First experiments with IPFS
Installation
Im on Void Linux (musl). The installation was done on two workstations (one headless) in parallel.
$ xbps-query -Rs go-ipfs
[*] go-ipfs-0.4.10_3 Global versioned P2P merkle DAG file system
$ sudo xbps-install -Sy go-ipfs
...
go-ipfs-0.4.10_3: installed successfully.
...
$ xbps-query -f go-ipfs
/usr/bin/ipfs
/usr/share/bash-completion/completions/ipfs
/usr/share/licenses/go-ipfs/LICENSE
/usr/share/doc/go-ipfs/README.md
/usr/share/doc/go-ipfs/CHANGELOG.md
Setup
After reading some docs, i realized i need to have an IPFS daemon running.
I added a dedicated ipfs user via useradd -d /var/ipfs ipfs
, created a
directory named /etc/sv/ipfsd/
, and added the following contents to
/etc/sv/ipfsd/run
:
#!/bin/sh
export IPFS_PATH=/var/ipfs
exec chpst -u ipfs ipfs daemon --init
Dont forget to make the runfile executable.

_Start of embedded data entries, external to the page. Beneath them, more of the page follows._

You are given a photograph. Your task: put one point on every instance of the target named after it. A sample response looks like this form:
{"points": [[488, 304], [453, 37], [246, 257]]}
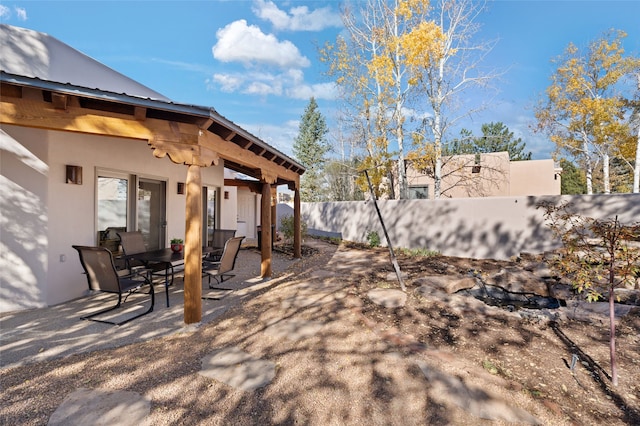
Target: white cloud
{"points": [[279, 136], [319, 91], [20, 13], [299, 18], [228, 83], [262, 88], [247, 44], [290, 84]]}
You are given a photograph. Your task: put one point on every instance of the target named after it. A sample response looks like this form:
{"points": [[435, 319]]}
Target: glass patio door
{"points": [[209, 207], [151, 212]]}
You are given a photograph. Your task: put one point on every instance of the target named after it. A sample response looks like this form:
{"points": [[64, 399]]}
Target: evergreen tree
{"points": [[310, 148], [496, 137], [573, 179]]}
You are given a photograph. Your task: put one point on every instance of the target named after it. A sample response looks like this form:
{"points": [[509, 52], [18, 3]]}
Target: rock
{"points": [[392, 276], [627, 296], [449, 284], [561, 291], [517, 280]]}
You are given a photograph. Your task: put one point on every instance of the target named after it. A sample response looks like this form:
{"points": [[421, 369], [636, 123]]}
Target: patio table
{"points": [[169, 258]]}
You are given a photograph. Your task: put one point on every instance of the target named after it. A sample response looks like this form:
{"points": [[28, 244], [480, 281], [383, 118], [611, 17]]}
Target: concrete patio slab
{"points": [[101, 407]]}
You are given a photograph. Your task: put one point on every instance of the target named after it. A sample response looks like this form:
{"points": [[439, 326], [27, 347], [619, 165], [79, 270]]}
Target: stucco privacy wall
{"points": [[42, 216], [496, 227]]}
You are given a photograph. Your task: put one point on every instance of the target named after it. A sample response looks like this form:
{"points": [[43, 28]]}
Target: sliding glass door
{"points": [[209, 219], [118, 210]]}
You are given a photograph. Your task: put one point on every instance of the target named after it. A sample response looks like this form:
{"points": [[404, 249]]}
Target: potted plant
{"points": [[176, 245]]}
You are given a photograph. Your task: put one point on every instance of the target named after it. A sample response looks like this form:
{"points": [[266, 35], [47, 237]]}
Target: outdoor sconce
{"points": [[74, 175]]}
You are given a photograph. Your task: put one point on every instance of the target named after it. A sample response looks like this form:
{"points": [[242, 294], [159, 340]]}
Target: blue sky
{"points": [[256, 61]]}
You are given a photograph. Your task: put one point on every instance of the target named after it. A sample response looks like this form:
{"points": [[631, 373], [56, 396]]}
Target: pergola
{"points": [[194, 136]]}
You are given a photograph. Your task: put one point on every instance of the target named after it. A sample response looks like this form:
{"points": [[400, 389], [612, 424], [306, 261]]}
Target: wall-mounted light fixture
{"points": [[74, 175]]}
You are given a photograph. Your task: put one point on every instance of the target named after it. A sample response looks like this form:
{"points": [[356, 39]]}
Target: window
{"points": [[419, 192], [127, 202], [476, 166], [112, 209]]}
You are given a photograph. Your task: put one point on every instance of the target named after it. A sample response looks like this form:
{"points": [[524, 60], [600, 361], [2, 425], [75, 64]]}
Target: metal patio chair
{"points": [[103, 276], [223, 269], [132, 242]]}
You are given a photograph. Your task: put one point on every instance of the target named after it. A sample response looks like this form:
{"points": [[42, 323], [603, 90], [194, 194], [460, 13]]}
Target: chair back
{"points": [[221, 236], [99, 267], [132, 242], [229, 255]]}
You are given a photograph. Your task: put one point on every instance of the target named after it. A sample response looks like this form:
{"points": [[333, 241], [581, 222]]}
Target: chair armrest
{"points": [[134, 272], [210, 266]]}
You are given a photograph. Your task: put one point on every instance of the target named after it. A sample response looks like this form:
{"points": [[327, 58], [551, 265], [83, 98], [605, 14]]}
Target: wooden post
{"points": [[297, 229], [265, 223], [274, 210], [193, 247]]}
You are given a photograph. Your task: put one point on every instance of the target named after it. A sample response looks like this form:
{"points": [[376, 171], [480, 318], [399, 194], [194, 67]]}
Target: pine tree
{"points": [[310, 148], [496, 137]]}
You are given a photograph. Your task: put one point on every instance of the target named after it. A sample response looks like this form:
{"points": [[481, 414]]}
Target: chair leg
{"points": [[102, 311], [90, 317], [220, 281]]}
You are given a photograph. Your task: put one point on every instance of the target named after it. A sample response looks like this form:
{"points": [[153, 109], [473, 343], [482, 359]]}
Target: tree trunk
{"points": [[588, 167], [605, 173], [612, 338], [636, 168]]}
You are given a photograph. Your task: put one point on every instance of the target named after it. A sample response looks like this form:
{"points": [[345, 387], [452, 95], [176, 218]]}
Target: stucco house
{"points": [[86, 151], [486, 175]]}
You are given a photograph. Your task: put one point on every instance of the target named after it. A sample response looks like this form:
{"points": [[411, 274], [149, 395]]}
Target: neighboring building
{"points": [[86, 151], [486, 175]]}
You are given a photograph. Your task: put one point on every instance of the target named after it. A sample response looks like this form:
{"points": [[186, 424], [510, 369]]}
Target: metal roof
{"points": [[32, 59]]}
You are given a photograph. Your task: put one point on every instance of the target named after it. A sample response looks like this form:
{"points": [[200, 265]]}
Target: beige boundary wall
{"points": [[496, 227]]}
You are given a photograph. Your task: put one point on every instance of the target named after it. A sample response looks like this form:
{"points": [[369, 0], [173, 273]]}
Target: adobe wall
{"points": [[498, 227]]}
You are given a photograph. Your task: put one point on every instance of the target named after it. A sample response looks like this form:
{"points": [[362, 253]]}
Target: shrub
{"points": [[288, 230], [373, 239]]}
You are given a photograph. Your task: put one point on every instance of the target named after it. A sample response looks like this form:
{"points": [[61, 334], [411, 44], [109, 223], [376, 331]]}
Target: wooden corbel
{"points": [[183, 153], [268, 177]]}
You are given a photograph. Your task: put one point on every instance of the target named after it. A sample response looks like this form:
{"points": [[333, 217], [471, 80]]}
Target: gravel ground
{"points": [[358, 364]]}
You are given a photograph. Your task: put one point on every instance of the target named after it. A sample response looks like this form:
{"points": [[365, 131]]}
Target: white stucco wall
{"points": [[485, 228], [43, 216]]}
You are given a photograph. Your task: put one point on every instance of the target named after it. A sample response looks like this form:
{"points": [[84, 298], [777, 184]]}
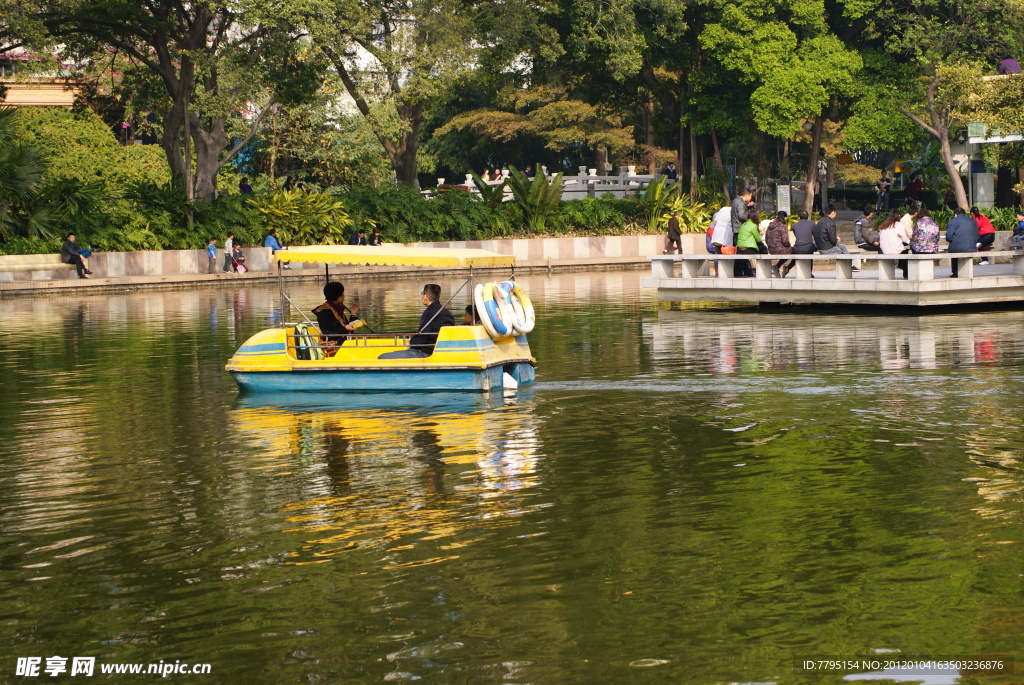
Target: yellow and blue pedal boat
{"points": [[466, 358]]}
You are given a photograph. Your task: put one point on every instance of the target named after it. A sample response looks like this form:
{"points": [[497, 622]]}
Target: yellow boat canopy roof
{"points": [[393, 256]]}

I permanently enabled the daemon with ln -s /etc/sv/ipfsd /var/service/ipfsd
.
In Action
With the daemon active, i went to the web, searched for the next ipfs hash available, and did a successful cat of that file.

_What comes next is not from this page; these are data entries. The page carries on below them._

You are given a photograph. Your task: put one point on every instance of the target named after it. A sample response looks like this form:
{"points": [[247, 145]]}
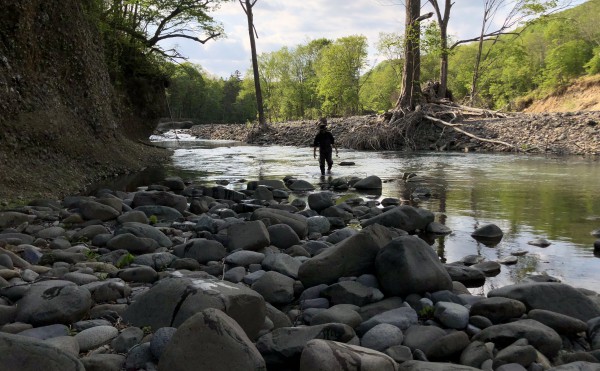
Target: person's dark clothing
{"points": [[324, 140]]}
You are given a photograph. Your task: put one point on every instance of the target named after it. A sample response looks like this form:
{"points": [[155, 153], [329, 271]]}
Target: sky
{"points": [[290, 23]]}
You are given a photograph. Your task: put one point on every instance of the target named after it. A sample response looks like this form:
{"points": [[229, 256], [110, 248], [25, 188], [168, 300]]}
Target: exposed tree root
{"points": [[443, 113]]}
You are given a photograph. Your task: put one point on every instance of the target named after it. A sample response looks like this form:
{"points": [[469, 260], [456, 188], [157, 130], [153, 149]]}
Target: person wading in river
{"points": [[324, 140]]}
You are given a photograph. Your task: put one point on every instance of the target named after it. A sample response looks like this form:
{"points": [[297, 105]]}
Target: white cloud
{"points": [[289, 23]]}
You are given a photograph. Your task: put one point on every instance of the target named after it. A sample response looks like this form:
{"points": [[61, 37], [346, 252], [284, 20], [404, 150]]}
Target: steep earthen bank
{"points": [[62, 122], [571, 133]]}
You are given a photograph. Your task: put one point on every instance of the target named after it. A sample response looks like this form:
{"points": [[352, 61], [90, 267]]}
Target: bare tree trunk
{"points": [[443, 20], [411, 76], [247, 6]]}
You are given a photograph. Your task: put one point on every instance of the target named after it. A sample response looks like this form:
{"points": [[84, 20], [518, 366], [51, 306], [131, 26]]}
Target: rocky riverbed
{"points": [[567, 133], [187, 277]]}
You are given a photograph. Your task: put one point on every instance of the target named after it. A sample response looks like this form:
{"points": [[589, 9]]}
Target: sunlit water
{"points": [[527, 196]]}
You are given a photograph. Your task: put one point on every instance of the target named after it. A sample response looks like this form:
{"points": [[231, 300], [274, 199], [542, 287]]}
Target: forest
{"points": [[325, 77]]}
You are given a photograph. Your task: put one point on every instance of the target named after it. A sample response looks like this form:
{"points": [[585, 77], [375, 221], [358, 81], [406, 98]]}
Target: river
{"points": [[528, 197]]}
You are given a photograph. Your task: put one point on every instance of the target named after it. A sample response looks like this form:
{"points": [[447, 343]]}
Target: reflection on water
{"points": [[528, 197]]}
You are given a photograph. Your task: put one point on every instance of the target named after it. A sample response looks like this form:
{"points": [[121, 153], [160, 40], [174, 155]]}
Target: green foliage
{"points": [[125, 260], [338, 71], [592, 67]]}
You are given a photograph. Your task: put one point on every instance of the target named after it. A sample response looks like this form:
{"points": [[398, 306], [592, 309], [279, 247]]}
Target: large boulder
{"points": [[324, 355], [542, 337], [201, 249], [162, 198], [145, 231], [274, 216], [370, 182], [552, 296], [351, 257], [404, 217], [408, 265], [251, 235], [25, 353], [53, 301], [173, 300], [210, 340], [284, 345]]}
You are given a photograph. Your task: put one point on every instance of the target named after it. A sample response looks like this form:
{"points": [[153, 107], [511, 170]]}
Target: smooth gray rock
{"points": [[144, 230], [488, 232], [552, 296], [468, 276], [564, 325], [173, 300], [542, 337], [46, 332], [161, 198], [92, 210], [498, 309], [275, 287], [284, 346], [282, 236], [451, 315], [282, 263], [403, 318], [324, 355], [53, 301], [160, 340], [350, 292], [404, 217], [103, 362], [408, 265], [127, 339], [319, 201], [94, 337], [337, 314], [28, 354], [201, 249], [370, 182], [251, 235], [433, 366], [274, 216], [318, 224], [200, 341], [244, 258], [352, 257], [381, 337], [132, 243]]}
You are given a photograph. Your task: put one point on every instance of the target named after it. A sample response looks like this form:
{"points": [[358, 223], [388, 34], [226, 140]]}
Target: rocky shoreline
{"points": [[570, 133], [186, 277]]}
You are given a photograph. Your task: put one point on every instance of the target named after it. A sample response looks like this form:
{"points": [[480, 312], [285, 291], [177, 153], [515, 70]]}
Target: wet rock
{"points": [[251, 235], [51, 302], [542, 337], [488, 233], [28, 354], [332, 355], [556, 297], [282, 236], [284, 346], [172, 300], [370, 182], [498, 309], [404, 217], [351, 257], [408, 265]]}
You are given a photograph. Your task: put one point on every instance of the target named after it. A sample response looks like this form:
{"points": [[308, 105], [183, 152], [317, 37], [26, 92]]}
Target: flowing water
{"points": [[528, 197]]}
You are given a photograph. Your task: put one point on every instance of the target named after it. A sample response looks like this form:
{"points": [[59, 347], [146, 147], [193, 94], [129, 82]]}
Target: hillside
{"points": [[62, 123], [582, 95]]}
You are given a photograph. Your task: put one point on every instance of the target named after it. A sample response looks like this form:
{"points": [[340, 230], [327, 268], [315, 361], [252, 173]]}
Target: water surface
{"points": [[528, 197]]}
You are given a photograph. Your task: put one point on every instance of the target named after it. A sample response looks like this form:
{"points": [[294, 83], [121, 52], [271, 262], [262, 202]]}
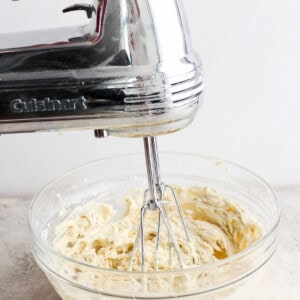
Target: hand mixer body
{"points": [[130, 70]]}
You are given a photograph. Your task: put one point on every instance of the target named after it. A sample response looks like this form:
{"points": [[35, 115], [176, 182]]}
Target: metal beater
{"points": [[154, 201], [128, 70]]}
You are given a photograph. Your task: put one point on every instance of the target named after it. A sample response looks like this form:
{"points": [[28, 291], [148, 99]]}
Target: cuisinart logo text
{"points": [[47, 104]]}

I noticed that my “Network Activity” LED on my workstation did not stop
flashing, so i checked the output of lsof(8)
to see that ipfs had
approximately 200 sockets in the ESTABLISHED
state.
A quick check with tcpdump(1)
confirmed those sockets were causing that
traffic.
The data volume in idle seemed to be around 10kB/s, both up and down. A calculation showed that this would yield around 51GB of traffic per month, while being idle.
My monthly data plan is 50GB. Currently im rarely using more than 30GB of it, but using IPFS (not just having it idle) would definitly exceed my data volume.
I cant use the “Interplanetary” FS on earth, due to my network resource constraints. Which is ironic, because tight network resource constraints are why communication in space is that difficult in the first place.
Here is an issue related to its excessive resource usage:
Although @jbenet suggests we can have this done on a higher level, a long-running actively used IPFS daemon will currently eat all memory available on a system which basically means that, without memory constraints it will not be stable.
As of writing this, these issues are not solved.
Summary
IPFS does not hold up to its name.
Crap software that sounds good in theory, but fails miserably in practice is an antipattern i’ve seen much lately.